Neuraxial analgesia and non sedating antihistamines
Side effects of antihistamines depend in part on the specific type.
Most are available as just an antihistamine or in combination with other drugs such as decongestants.Antihistamines are also available as nasal sprays for the treatment of allergic rhinitis (nasal allergies) and as eye drops for the treatment of allergic conjunctivitis (eye allergies).Antihistamines for Hives (Urticaria)Oral antihistamines are the main treatment for hives.When the body comes into contact with something to which it is allergic, whether through contact, respiration or consumption, substances called histamines are released to attack the allergen.Histamines encourage the body to rid itself of the allergen by triggering ways to flush the allergen, such as watery eyes, a runny nose and sneezing; if the skin is the affected area, the histamines may produce a rash as protection.Antihistamines block histamines, thereby preventing some or all of the allergen's effects, but early antihistamines often caused drowsiness.

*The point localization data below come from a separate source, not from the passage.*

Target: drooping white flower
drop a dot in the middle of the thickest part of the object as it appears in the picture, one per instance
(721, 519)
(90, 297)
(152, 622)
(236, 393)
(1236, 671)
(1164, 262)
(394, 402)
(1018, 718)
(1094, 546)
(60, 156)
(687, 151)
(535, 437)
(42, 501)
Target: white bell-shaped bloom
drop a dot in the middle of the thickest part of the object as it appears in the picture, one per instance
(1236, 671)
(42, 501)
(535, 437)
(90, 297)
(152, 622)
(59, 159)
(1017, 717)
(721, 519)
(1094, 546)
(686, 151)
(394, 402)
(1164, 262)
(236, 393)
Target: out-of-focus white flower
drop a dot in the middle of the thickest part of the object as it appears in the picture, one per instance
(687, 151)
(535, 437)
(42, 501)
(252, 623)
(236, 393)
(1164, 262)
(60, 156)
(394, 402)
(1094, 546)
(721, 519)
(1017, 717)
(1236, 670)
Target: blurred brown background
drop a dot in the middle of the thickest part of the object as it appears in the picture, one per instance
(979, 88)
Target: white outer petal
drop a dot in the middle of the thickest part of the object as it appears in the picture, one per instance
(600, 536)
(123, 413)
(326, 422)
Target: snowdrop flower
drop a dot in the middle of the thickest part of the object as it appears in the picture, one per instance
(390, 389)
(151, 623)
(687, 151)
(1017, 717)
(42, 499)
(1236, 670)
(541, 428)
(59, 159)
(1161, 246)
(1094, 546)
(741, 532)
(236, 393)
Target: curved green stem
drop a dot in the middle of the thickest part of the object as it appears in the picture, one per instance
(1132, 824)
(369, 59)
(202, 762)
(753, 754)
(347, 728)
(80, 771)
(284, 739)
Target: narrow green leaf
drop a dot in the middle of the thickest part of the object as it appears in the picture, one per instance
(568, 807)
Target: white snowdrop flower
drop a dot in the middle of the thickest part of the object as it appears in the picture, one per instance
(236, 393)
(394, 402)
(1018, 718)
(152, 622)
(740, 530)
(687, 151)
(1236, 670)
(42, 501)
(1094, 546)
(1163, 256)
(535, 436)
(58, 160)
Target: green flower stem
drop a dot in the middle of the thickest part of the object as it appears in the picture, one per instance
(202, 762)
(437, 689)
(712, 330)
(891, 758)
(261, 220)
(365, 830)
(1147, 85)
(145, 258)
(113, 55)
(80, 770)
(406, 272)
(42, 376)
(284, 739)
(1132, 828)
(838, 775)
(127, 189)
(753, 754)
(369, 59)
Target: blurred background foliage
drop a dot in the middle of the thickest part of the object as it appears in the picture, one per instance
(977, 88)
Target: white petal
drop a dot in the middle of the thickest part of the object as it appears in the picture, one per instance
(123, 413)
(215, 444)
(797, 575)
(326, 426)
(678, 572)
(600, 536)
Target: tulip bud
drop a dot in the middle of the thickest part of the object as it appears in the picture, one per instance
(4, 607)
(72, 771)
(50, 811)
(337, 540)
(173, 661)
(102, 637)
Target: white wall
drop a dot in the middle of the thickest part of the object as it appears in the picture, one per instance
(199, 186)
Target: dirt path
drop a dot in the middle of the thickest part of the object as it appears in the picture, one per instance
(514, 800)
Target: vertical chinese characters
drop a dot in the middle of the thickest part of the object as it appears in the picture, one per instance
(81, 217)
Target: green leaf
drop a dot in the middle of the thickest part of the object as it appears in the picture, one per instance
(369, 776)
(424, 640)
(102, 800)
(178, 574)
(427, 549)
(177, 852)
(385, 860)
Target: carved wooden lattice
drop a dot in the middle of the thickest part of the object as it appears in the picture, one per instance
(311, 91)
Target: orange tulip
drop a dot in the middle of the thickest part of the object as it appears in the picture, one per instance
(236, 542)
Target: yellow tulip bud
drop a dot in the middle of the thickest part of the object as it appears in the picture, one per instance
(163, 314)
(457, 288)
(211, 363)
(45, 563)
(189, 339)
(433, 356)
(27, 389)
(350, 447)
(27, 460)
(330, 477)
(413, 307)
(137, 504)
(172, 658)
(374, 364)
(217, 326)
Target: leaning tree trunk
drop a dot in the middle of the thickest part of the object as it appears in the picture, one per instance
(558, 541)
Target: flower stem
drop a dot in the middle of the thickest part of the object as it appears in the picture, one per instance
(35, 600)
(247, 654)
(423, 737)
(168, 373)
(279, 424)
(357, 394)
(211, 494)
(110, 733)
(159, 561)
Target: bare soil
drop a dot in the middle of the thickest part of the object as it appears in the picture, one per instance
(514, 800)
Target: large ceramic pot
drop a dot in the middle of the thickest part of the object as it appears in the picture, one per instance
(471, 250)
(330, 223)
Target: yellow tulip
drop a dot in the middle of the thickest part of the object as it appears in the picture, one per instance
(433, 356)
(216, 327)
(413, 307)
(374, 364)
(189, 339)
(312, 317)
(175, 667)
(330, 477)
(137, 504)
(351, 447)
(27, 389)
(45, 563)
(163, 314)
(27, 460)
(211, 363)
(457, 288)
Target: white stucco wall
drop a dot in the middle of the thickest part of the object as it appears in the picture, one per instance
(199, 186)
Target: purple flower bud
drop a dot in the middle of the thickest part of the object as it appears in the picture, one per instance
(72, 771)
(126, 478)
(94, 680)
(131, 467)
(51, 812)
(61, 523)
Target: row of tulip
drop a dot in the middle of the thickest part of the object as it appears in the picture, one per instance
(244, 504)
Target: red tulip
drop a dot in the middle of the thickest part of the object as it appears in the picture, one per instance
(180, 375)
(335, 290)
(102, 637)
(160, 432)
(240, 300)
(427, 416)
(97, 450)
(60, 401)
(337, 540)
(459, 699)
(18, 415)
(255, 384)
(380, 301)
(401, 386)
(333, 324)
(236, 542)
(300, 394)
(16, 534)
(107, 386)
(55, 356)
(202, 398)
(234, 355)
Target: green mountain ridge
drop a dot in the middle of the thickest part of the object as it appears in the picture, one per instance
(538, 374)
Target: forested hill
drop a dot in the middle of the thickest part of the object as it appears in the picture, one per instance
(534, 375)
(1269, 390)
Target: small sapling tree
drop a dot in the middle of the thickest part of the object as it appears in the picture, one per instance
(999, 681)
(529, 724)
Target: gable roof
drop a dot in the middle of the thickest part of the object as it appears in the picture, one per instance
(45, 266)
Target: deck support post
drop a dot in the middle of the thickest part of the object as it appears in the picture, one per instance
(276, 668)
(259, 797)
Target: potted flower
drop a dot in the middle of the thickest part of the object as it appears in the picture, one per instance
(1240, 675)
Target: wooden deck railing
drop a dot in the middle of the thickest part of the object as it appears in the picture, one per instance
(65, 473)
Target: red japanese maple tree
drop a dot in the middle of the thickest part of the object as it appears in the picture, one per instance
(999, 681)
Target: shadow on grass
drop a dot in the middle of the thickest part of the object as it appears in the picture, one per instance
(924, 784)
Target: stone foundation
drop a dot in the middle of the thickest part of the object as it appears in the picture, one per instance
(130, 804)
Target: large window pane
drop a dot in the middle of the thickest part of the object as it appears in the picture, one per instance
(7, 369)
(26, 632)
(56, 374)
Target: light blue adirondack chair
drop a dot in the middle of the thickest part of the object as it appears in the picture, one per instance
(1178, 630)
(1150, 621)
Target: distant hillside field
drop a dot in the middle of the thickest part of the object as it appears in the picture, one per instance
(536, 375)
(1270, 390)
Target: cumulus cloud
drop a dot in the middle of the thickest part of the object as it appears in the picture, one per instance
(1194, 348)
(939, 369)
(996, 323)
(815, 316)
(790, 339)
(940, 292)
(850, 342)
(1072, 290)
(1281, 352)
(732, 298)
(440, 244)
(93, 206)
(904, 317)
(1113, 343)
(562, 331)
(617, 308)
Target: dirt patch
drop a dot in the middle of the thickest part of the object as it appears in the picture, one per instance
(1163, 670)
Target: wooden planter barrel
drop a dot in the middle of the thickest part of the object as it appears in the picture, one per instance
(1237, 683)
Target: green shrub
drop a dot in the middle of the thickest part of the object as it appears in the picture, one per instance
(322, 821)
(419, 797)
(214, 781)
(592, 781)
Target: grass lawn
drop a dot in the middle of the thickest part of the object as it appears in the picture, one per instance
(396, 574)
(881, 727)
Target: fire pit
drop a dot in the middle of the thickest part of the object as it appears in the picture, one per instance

A non-sedating antihistamine is one that is less likely to cause patients to feel sleepy or tired.
Placing topical antihistamines on the skin, such as Benadryl cream, can cause contact dermatitis due to the antihistamine.
Other Uses for Antihistamines Antihistamines are frequently used for the treatment of other allergic conditions, although they may not be as effective as they are for hay fever and hives.
When suffering from a cold or flu, some patients find that antihistamines help dry the nasal secretions and relieve the cough.
Occasionally, certain antihistamines are used to treat chronic headaches or asthma.
Although pharmaceutical manufacturers describe some of their products as non-sedating antihistamines, some patients do experience drowsiness, fatigue, impaired motor responses and concentration difficulties when taking them.